Used SIMD transpose-scatter in bonded force reduction
""""""""""""""""""""""""""""""""""""""""""""""""""""""""""""""""""""""""""
The angle and dihedral SIMD functions now use the SIMD transpose
scatter functions for force reduction. This change gives a massive
performance improvement for bondeds, mainly because the dihedral
force update did a lot of vector operations without SIMD that are
now fully replaced by SIMD operations.

Added SIMD implementation of Lennard-Jones 1-4 interactions
""""""""""""""""""""""""""""""""""""""""""""""""""""""""""""""""""""""""""""""-
The gives a few factors speed improvement. The main improvement comes
from simplified analytical LJ instead of tables; SIMD helps a bit.

Added SIMD implementation of SETTLE
""""""""""""""""""""""""""""""""""""""""""""""""""""""""""""""""""""""""""
On Haswell CPUs, this makes SETTLE a factor 5 faster.
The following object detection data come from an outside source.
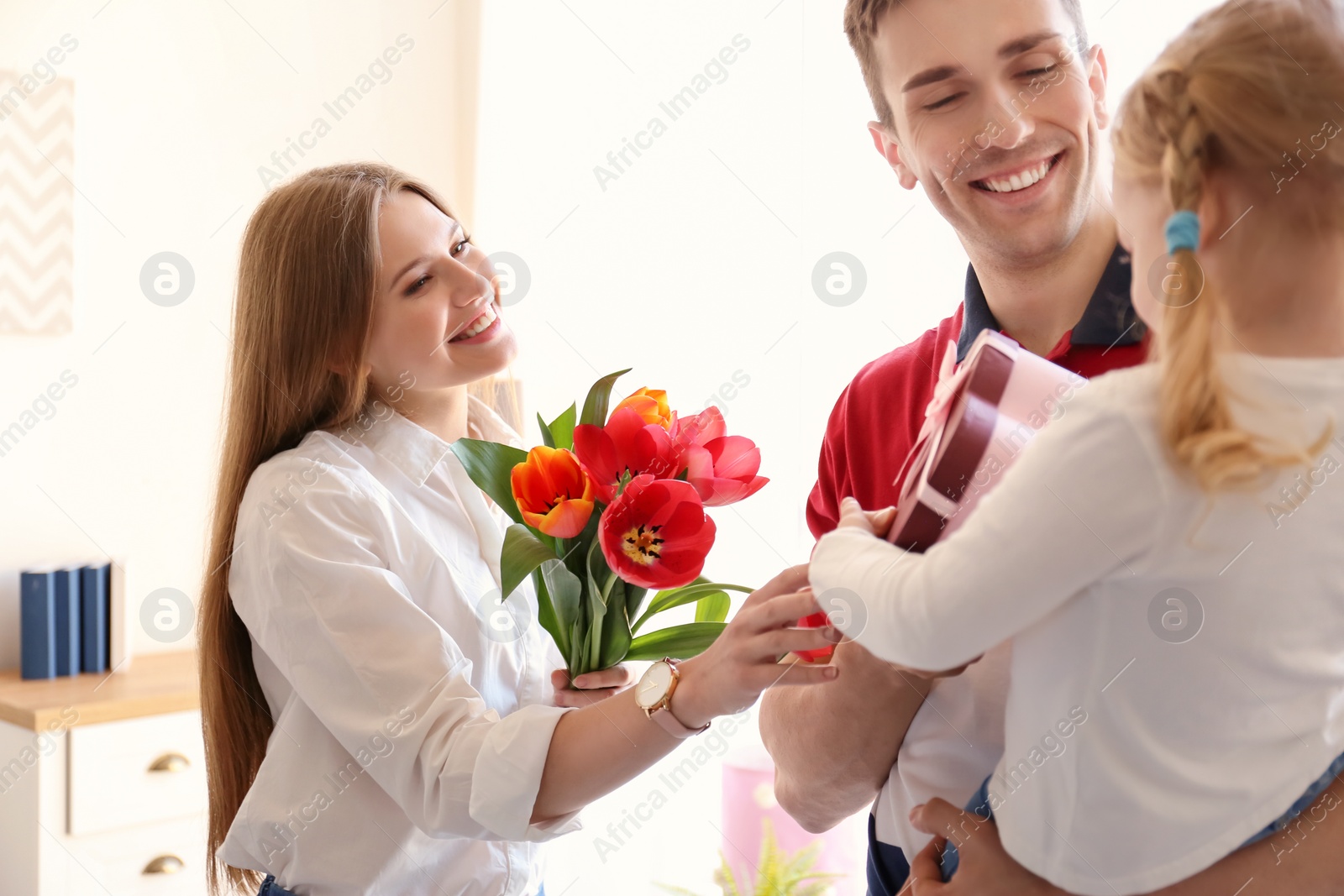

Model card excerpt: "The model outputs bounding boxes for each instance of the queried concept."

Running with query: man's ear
[1087,43,1110,130]
[869,121,919,190]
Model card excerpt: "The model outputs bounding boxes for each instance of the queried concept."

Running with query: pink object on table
[723,746,869,896]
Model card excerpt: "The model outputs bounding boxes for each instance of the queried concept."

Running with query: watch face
[634,659,672,710]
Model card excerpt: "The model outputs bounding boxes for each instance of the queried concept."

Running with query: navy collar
[957,244,1147,364]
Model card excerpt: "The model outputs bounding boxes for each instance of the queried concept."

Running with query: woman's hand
[551,665,634,708]
[836,498,896,538]
[669,564,840,728]
[910,799,1068,896]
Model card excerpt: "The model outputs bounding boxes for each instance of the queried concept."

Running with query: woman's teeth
[979,157,1055,193]
[449,305,499,343]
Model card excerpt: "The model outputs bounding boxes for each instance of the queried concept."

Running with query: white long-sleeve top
[222,399,580,896]
[811,354,1344,896]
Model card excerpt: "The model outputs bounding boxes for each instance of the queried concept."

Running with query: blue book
[79,563,112,672]
[52,569,81,676]
[18,572,56,679]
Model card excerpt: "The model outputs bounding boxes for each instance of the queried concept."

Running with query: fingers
[574,665,634,690]
[753,626,840,661]
[837,498,872,532]
[555,688,625,708]
[739,563,808,612]
[738,589,816,634]
[910,837,948,896]
[864,506,896,537]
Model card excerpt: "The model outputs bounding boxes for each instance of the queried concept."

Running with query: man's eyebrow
[900,65,965,92]
[387,220,465,289]
[900,29,1062,92]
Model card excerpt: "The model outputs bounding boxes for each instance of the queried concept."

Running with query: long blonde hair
[1114,0,1344,493]
[197,163,495,893]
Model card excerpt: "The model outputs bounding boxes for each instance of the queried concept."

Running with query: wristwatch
[634,657,710,737]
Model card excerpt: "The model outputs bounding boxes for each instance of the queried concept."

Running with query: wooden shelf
[0,650,200,731]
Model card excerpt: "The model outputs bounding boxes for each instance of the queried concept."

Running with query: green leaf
[538,405,575,451]
[695,591,731,622]
[580,367,630,426]
[533,571,570,657]
[450,438,527,527]
[630,576,753,631]
[598,579,634,669]
[625,622,728,659]
[539,558,583,657]
[500,522,558,598]
[536,414,555,448]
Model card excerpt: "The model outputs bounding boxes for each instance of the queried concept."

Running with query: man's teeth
[452,305,499,343]
[979,159,1051,193]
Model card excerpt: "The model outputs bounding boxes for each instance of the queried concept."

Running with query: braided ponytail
[1114,0,1344,493]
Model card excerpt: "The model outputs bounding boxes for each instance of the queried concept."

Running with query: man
[761,0,1344,896]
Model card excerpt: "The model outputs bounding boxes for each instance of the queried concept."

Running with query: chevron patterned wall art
[0,70,74,336]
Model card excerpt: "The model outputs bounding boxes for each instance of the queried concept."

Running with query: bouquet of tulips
[453,369,768,677]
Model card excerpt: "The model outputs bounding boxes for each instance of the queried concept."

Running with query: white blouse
[222,398,580,896]
[811,354,1344,896]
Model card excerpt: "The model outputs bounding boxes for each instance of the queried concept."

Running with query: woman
[200,163,835,896]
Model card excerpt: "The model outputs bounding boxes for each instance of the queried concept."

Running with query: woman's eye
[925,92,963,109]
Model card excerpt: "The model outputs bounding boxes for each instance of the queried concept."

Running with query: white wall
[475,0,1211,894]
[0,0,1226,896]
[0,0,478,668]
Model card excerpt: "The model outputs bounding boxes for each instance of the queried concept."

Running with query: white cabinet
[0,657,207,896]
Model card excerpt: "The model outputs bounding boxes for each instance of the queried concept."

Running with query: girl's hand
[836,498,896,538]
[910,799,1068,896]
[551,665,634,708]
[669,564,840,728]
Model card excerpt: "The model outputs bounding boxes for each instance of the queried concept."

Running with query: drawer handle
[139,854,186,874]
[150,752,191,771]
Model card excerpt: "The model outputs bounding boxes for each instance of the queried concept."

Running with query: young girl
[200,164,829,896]
[811,0,1344,896]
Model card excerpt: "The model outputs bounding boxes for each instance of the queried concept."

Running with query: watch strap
[649,706,710,740]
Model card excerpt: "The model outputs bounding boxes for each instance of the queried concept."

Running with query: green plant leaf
[580,367,630,426]
[538,405,576,451]
[533,569,570,657]
[625,622,728,659]
[536,414,555,448]
[600,579,634,669]
[500,522,556,598]
[695,591,731,622]
[630,576,753,631]
[449,438,527,527]
[539,558,583,663]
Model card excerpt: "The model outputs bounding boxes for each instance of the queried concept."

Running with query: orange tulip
[509,445,593,538]
[612,388,672,428]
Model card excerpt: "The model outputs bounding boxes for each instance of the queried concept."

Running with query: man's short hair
[844,0,1087,128]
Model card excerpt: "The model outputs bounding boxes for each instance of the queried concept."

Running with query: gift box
[798,329,1087,661]
[887,329,1087,552]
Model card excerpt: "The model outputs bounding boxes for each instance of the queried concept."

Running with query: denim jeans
[257,874,546,896]
[942,753,1344,881]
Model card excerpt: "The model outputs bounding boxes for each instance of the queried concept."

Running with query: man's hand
[551,665,634,708]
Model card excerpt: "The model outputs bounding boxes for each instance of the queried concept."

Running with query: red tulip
[509,445,593,538]
[685,435,770,506]
[668,407,727,450]
[598,474,715,589]
[574,407,685,504]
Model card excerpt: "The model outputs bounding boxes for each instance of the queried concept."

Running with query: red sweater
[808,246,1147,538]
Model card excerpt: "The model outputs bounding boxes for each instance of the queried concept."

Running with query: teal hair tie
[1167,208,1199,255]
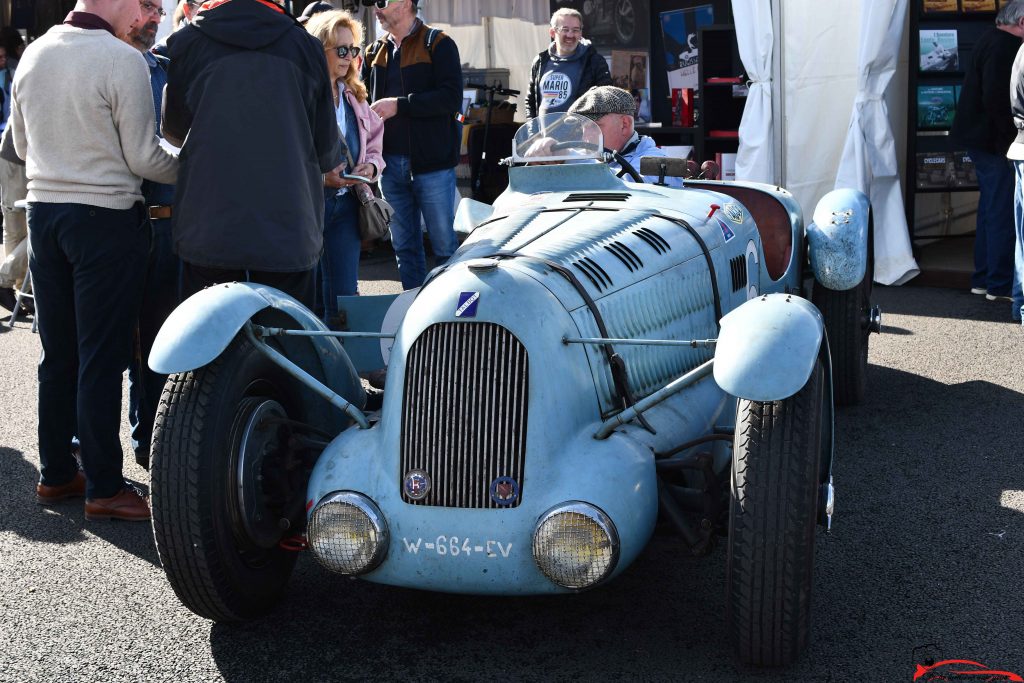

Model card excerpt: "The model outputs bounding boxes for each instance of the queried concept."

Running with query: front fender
[148,283,366,429]
[807,188,871,291]
[715,294,824,401]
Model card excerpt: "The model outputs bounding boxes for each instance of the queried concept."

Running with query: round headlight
[306,490,388,574]
[534,501,618,588]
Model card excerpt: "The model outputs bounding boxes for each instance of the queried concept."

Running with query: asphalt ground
[0,259,1024,682]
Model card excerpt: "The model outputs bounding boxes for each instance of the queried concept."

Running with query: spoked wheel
[153,334,309,622]
[811,269,881,405]
[726,362,824,667]
[614,0,637,44]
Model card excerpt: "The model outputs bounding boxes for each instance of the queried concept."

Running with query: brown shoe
[36,471,85,505]
[85,486,150,522]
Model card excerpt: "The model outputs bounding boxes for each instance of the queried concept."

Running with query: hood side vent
[572,256,613,292]
[633,227,672,254]
[562,193,630,203]
[729,255,746,292]
[604,242,643,272]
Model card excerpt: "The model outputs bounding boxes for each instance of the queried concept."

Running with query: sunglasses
[139,0,167,16]
[327,45,360,59]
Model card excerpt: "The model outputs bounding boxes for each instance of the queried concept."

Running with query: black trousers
[28,202,150,498]
[181,261,316,310]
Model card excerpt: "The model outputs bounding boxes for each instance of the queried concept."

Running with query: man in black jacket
[526,8,611,119]
[362,0,462,289]
[162,0,345,308]
[950,0,1024,301]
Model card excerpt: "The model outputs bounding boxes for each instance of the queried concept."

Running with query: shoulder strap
[423,27,441,56]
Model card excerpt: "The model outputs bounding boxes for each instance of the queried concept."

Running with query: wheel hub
[234,399,288,549]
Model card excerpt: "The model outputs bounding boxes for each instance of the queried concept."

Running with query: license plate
[401,536,512,559]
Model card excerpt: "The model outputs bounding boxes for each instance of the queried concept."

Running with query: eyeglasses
[139,0,167,16]
[326,45,360,59]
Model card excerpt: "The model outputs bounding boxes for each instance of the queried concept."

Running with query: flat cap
[298,0,337,24]
[568,85,637,121]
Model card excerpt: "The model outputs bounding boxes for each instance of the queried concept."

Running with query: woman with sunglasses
[306,10,384,326]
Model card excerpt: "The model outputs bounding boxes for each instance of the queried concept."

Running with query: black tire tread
[152,339,294,622]
[727,365,822,667]
[811,274,871,405]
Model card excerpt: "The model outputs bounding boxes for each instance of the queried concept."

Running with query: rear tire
[811,272,871,405]
[726,362,823,667]
[152,333,308,622]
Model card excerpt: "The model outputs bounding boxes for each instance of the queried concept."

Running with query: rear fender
[715,294,824,401]
[148,283,366,430]
[807,188,871,291]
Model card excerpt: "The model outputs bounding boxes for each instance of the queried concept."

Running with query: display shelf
[904,0,996,241]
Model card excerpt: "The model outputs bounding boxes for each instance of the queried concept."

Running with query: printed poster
[658,5,715,92]
[919,29,959,72]
[611,50,650,123]
[924,0,959,12]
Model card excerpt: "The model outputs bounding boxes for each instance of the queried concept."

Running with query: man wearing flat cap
[568,85,683,187]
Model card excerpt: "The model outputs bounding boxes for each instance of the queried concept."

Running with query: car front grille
[398,323,529,508]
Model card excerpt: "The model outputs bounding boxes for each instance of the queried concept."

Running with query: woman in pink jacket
[306,10,384,327]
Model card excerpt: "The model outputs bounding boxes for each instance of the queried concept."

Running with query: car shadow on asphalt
[871,284,1020,325]
[199,366,1024,681]
[0,447,160,566]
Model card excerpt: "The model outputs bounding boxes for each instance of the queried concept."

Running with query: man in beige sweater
[9,0,177,520]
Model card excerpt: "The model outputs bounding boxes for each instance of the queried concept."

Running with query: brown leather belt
[150,206,171,220]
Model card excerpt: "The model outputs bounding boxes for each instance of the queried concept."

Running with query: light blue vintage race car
[150,117,880,665]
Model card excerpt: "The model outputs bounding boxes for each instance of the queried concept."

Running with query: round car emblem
[490,477,519,507]
[402,470,430,501]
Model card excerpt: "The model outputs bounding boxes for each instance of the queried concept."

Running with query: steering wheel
[551,140,600,152]
[611,152,645,183]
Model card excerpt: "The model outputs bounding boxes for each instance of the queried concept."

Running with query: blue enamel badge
[455,292,480,317]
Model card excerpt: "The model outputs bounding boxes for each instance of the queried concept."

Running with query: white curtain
[836,0,921,285]
[420,0,551,26]
[732,0,776,183]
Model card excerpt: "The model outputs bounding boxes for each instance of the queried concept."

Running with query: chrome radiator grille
[398,323,529,508]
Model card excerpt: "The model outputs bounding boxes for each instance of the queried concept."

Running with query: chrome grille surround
[396,323,529,509]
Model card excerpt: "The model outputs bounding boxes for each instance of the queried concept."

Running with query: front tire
[811,269,871,405]
[726,362,823,667]
[152,333,308,622]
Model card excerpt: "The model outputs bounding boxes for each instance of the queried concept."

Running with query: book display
[904,0,1002,239]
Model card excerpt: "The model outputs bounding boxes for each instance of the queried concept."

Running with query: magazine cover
[658,5,715,92]
[918,85,956,130]
[924,0,959,12]
[916,152,955,189]
[918,29,959,72]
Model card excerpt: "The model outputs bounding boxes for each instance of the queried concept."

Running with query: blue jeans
[968,148,1014,296]
[381,155,459,290]
[1010,161,1024,322]
[128,218,181,457]
[28,202,150,498]
[319,189,361,322]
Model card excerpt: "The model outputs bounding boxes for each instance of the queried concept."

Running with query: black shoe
[0,287,17,313]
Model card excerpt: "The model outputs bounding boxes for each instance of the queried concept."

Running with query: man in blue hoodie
[526,8,611,119]
[162,0,345,308]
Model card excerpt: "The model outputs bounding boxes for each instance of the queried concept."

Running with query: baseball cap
[568,85,637,121]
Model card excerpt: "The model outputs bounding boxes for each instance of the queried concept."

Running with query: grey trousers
[0,153,29,288]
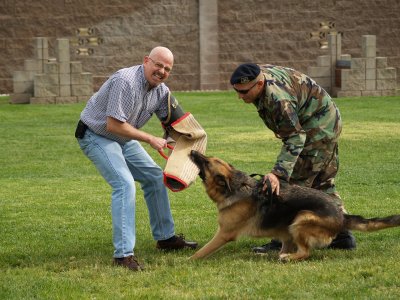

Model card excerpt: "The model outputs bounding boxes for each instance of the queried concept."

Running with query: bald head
[143,46,174,87]
[149,46,174,64]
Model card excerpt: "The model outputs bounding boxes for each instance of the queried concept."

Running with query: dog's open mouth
[190,150,207,181]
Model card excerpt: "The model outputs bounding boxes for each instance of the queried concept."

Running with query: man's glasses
[233,80,258,95]
[149,56,171,73]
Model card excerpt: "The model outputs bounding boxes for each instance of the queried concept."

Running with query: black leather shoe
[156,234,198,251]
[114,255,144,271]
[252,240,282,254]
[327,231,356,250]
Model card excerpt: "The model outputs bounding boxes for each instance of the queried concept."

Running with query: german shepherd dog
[190,151,400,261]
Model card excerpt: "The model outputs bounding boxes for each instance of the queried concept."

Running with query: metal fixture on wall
[70,27,104,56]
[310,21,343,49]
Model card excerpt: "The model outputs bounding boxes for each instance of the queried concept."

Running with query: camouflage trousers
[290,141,343,209]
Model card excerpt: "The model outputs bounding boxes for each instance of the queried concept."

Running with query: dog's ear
[215,175,232,192]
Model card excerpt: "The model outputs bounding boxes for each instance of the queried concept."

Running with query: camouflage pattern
[254,65,342,203]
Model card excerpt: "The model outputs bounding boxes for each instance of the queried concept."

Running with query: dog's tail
[344,214,400,231]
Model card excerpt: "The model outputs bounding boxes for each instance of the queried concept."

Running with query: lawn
[0,92,400,299]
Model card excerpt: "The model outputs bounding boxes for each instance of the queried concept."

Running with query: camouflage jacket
[254,65,342,181]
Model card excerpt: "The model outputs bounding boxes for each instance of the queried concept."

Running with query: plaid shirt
[81,65,169,143]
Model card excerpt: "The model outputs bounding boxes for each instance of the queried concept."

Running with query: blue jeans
[78,129,175,257]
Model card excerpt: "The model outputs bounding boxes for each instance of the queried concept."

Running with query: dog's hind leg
[190,229,234,259]
[279,211,338,261]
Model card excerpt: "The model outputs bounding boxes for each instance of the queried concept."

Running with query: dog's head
[190,150,255,203]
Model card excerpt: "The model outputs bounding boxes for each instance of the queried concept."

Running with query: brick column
[199,0,219,90]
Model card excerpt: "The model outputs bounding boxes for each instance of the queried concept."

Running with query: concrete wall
[0,0,400,94]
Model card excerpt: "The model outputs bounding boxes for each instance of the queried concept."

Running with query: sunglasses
[233,81,258,95]
[149,56,172,73]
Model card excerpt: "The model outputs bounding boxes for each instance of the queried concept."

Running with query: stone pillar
[199,0,219,90]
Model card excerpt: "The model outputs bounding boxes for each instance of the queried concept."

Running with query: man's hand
[263,173,280,195]
[107,117,167,151]
[149,136,167,151]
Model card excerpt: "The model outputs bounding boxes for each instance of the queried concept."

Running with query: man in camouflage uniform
[230,64,356,253]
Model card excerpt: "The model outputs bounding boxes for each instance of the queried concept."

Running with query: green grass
[0,92,400,299]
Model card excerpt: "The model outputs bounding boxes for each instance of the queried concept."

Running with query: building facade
[0,0,400,94]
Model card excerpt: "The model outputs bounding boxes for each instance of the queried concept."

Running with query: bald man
[75,47,197,271]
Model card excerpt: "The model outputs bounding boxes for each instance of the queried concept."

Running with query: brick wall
[0,0,400,94]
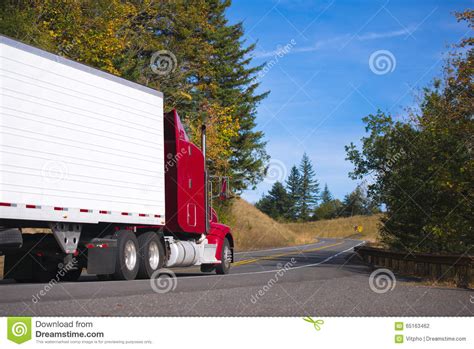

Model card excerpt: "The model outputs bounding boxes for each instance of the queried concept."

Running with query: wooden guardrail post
[354,246,474,288]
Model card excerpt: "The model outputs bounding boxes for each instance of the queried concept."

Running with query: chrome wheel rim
[224,245,232,268]
[148,241,160,270]
[125,240,137,270]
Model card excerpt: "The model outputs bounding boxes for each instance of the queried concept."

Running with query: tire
[113,230,140,280]
[61,267,82,282]
[216,239,232,275]
[97,274,113,281]
[138,231,165,279]
[201,264,216,273]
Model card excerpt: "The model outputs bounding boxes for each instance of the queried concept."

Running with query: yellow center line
[232,241,344,266]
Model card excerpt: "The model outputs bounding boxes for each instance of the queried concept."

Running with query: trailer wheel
[138,231,165,279]
[216,238,232,274]
[114,230,139,280]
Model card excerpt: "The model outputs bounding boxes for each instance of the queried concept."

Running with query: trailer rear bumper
[0,228,23,255]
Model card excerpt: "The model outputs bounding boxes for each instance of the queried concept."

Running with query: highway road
[0,239,474,316]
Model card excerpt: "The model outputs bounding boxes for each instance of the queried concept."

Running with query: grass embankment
[283,214,381,242]
[0,199,380,278]
[228,199,315,251]
[228,199,380,251]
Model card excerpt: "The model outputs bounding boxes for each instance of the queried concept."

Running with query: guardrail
[354,246,474,288]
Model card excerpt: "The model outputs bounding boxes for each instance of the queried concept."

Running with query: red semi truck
[0,36,234,282]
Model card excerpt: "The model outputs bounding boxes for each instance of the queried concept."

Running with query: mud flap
[0,228,23,255]
[86,239,117,275]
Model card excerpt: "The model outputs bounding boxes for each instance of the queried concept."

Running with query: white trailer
[0,36,165,232]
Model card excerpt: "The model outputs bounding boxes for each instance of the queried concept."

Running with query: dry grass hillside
[229,199,314,251]
[283,215,381,242]
[0,199,380,278]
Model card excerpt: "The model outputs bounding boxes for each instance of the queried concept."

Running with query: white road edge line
[172,241,366,280]
[234,241,327,255]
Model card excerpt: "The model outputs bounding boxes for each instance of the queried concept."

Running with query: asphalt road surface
[0,239,474,316]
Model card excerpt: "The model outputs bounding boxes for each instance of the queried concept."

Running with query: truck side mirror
[219,177,229,200]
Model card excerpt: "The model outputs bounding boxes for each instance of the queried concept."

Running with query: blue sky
[227,0,473,202]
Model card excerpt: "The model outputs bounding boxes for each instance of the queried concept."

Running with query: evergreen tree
[0,0,268,191]
[286,166,301,221]
[299,153,319,220]
[208,0,269,190]
[255,182,288,219]
[321,184,332,204]
[341,186,372,217]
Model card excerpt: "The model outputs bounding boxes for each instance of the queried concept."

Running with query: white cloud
[255,28,413,58]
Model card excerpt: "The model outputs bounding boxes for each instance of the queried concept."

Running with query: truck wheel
[114,230,139,280]
[216,239,232,275]
[61,267,82,282]
[138,231,165,279]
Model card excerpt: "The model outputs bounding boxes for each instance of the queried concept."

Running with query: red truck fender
[207,222,234,262]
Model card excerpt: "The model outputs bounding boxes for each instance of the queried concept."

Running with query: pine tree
[342,187,371,217]
[208,0,269,191]
[286,166,301,221]
[321,184,333,204]
[255,182,288,219]
[299,153,319,220]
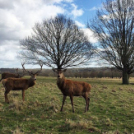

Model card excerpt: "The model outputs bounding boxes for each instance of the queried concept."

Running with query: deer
[53,69,91,112]
[0,68,24,82]
[2,64,43,103]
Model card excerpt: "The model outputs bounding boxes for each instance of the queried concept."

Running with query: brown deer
[2,64,43,103]
[53,69,91,112]
[0,68,24,82]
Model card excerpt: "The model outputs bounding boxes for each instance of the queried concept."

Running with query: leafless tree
[20,15,93,69]
[88,0,134,84]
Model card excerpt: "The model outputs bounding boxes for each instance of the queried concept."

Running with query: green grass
[0,77,134,134]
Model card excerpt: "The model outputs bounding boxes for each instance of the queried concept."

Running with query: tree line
[20,0,134,84]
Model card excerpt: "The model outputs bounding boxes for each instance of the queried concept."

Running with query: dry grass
[0,77,134,134]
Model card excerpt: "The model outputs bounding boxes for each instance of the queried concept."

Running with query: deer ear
[52,68,57,73]
[63,69,67,72]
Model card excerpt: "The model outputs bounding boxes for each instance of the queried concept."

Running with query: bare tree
[20,15,92,69]
[88,0,134,84]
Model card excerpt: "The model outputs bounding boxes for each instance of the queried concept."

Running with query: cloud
[0,0,90,68]
[71,4,84,17]
[90,7,98,11]
[82,28,98,43]
[75,21,85,28]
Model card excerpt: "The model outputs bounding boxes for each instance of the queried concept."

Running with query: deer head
[53,69,67,78]
[22,63,43,80]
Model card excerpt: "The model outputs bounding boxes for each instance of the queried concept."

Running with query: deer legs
[60,95,66,112]
[5,88,10,103]
[83,94,90,112]
[60,95,74,112]
[70,95,74,113]
[22,90,25,101]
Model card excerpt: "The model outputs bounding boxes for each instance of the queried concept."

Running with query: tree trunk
[122,69,129,84]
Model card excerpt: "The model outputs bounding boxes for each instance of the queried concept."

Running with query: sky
[0,0,104,68]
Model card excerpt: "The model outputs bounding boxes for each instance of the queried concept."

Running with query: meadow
[0,76,134,134]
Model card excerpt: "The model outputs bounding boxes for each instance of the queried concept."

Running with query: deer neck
[28,78,36,87]
[57,75,65,88]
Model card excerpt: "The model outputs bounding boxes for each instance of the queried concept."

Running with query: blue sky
[0,0,104,68]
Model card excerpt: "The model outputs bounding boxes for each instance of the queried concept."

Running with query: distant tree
[88,0,134,84]
[20,15,92,69]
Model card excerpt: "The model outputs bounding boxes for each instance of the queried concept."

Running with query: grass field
[0,77,134,134]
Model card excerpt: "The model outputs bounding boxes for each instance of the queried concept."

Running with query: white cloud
[0,0,89,68]
[90,7,98,11]
[71,4,84,17]
[75,21,85,28]
[82,28,98,43]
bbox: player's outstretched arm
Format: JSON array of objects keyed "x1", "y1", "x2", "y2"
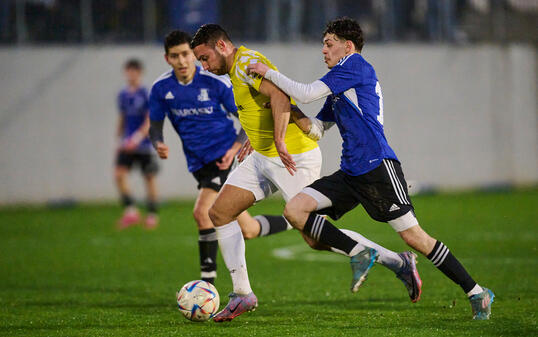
[
  {"x1": 247, "y1": 62, "x2": 332, "y2": 104},
  {"x1": 125, "y1": 114, "x2": 149, "y2": 151},
  {"x1": 215, "y1": 141, "x2": 243, "y2": 170},
  {"x1": 259, "y1": 80, "x2": 297, "y2": 175},
  {"x1": 149, "y1": 120, "x2": 168, "y2": 159},
  {"x1": 291, "y1": 105, "x2": 335, "y2": 142},
  {"x1": 291, "y1": 105, "x2": 312, "y2": 133}
]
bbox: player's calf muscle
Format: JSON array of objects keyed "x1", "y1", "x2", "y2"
[
  {"x1": 399, "y1": 225, "x2": 435, "y2": 255},
  {"x1": 284, "y1": 193, "x2": 316, "y2": 230}
]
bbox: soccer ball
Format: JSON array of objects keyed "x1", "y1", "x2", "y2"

Added SIMD support for routines that do periodic boundary coordinate transformations
""""""""""""""""""""""""""""""""""""""""""""""""""""""""""""""""""""""""""""""""""""

Threading improvements
^^^^^^^^^^^^^^^^^^^^^^^^^^^^^^^^^^^^^^^^^^^^^^^^^^^^^^^^^^^^^^^^^^^^^^^^^

These improvements enhance the performance of code that runs over
multiple CPU threads.

Improved Verlet-scheme pair-list workload balancing
""""""""""""""""""""""""""""""""""""""""""""""""""""""""""""""""""""""""""

Implemented near perfect load-balancing for Verlet-scheme CPU
pair-lists. This increases the search cost by 3%, but this is
outweighed by the more balanced non-bonded kernel times, particularly
for small systems.

Improved the threading of virtual-site code
""""""""""""""""""""""""""""""""""""""""""""""""""""""""""""""""""""""""""
On many threads, a significant part of the vsites would end up in
the separate serial task, thereby limiting scaling. Now two weakly
dependent tasks are generated for each thread and one of them uses
a thread-local force buffer, parts of which are reduced by different
threads that are responsible for those parts.

Also the setup now runs multi-threaded.

Add OpenMP support to more loops
""""""""""""""""""""""""""""""""""""""""""""""""""""""""""""""""""""""""""
Loops over number of atoms cause significant amount of serial time with
large number of threads, which limits scaling.

Add OpenMP parallelization for the pull code
""""""""""""""""""""""""""""""""""""""""""""""""""""""""""""""""""""""""""
The pull code could take up to a third of the compute time for OpenMP
parallel simulation with large pull groups.
Now all pull-code loops over atoms have an OpenMP parallel version.

Other improvements
^^^^^^^^^^^^^^^^^^^^^^^^^^^^^^^^^^^^^^^^^^^^^^^^^^^^^^^^^^^^^^^^^^^^^^^^^

Multi-simulations are coupled less frequently
""""""""""""""""""""""""""""""""""""""""""""""""""""""""""""""""""""""""""
For example, replica-exchange simulations communicate between simulations
only at exchange attempts. Plain multi-simulations do not communicate
between simulations. Overall performance will tend to improve any time
the progress of one simulation might be faster than others (e.g. it's
at a different pressure, or using a quieter part of the network).